Operating System | Compile Command | Notice |
---|---|---|
Linux | mvn clean package | Support CentOS 6, Ubuntu and other Linux distros |
MacOS | mvn clean package -Pmacos | Support macOS Big Sur and later versions |
All in one | mvn clean package -Pallinone | Support Linux and MacOS at the same time |
Build the SparkFE distribution from scratch.
cd ../spark/
./dev/make-distribution.sh --name sparkfe --pip --tgz -Phadoop-2.7 -Pyarn
SparkFE is compatible with most SparkSQL applications now. In the future, we may perfect the compatibility for ANSI SQL and lower the migration cost for developers.

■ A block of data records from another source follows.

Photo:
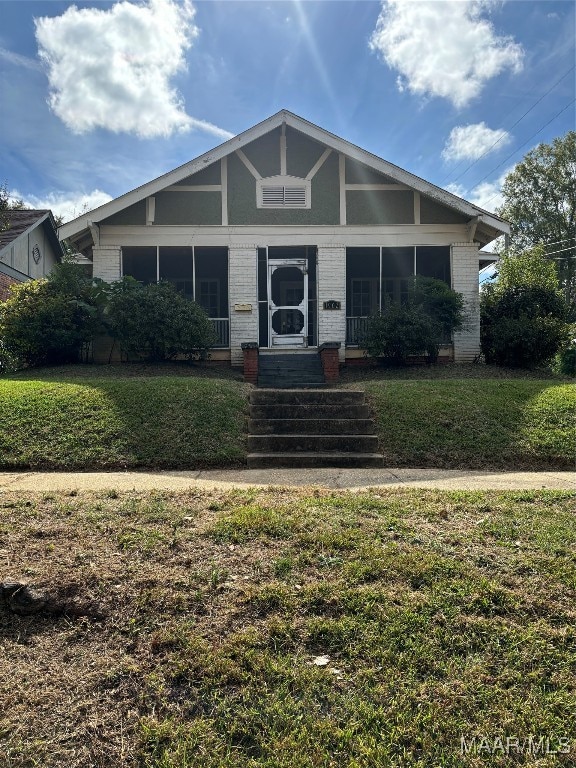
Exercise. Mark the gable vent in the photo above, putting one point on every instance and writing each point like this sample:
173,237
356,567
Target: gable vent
293,194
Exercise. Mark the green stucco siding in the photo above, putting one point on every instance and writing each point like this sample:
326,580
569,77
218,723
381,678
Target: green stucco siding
301,153
358,173
242,198
208,175
432,212
134,214
380,207
188,208
264,153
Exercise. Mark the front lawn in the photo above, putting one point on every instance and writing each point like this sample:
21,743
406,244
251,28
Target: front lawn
182,417
290,629
516,423
89,418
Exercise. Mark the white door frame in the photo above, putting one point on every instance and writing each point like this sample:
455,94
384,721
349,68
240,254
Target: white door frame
293,339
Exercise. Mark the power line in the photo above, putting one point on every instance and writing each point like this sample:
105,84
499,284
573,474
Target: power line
509,129
520,147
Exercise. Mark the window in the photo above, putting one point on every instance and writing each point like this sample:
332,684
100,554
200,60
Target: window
361,297
208,296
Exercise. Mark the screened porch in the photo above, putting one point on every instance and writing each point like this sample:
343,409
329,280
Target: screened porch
199,272
377,277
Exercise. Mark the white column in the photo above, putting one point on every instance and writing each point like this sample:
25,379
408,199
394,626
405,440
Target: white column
243,293
107,262
332,287
465,280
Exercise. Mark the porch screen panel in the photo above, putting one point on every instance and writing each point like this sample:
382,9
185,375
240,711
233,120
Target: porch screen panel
176,266
362,281
397,271
139,262
263,340
312,296
211,280
433,261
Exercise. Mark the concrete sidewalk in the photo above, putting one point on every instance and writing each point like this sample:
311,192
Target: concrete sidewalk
351,479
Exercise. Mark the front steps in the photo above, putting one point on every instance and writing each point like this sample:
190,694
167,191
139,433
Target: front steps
290,370
310,428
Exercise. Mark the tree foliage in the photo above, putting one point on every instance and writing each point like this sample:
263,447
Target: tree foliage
418,327
540,204
8,203
523,314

- [2021 H1&H2] Support more
Window
types andWhere
,GroupBy
with complex expressions. - [2021 H1&H2] Support more SQL syntax and UDF/UDAF functions for AI scenarios.
SparkFE has significant performance improvement with C++ and LLVM. We will reduce the cost of cross-language invocation and support heterogeneous hardware in the future.
- [2021 H1] Support multiple coded formats and be compatible with Spark UnsafeRow memory layout.
- [2021 H1] Automatically optimize the window computing and table join with skew data.
- [2021 H1] Integrate the optimization passes for Native LastJoin which is used in AI scenarios.
- [2021 H2] Support column-based memory layout in the whole process which may reduce the overhead of reading or writing files and support CPU vectorization optimization.
- [2021 H2] Support heterogeneous computing hardware.
SparkFE is compatible with Spark ecosystems currently. We may integrate with more open-source systems to meet the requirements in production environments.
- [2021 H2] Integrate with multiple versions of Spark and provide pre-built packages.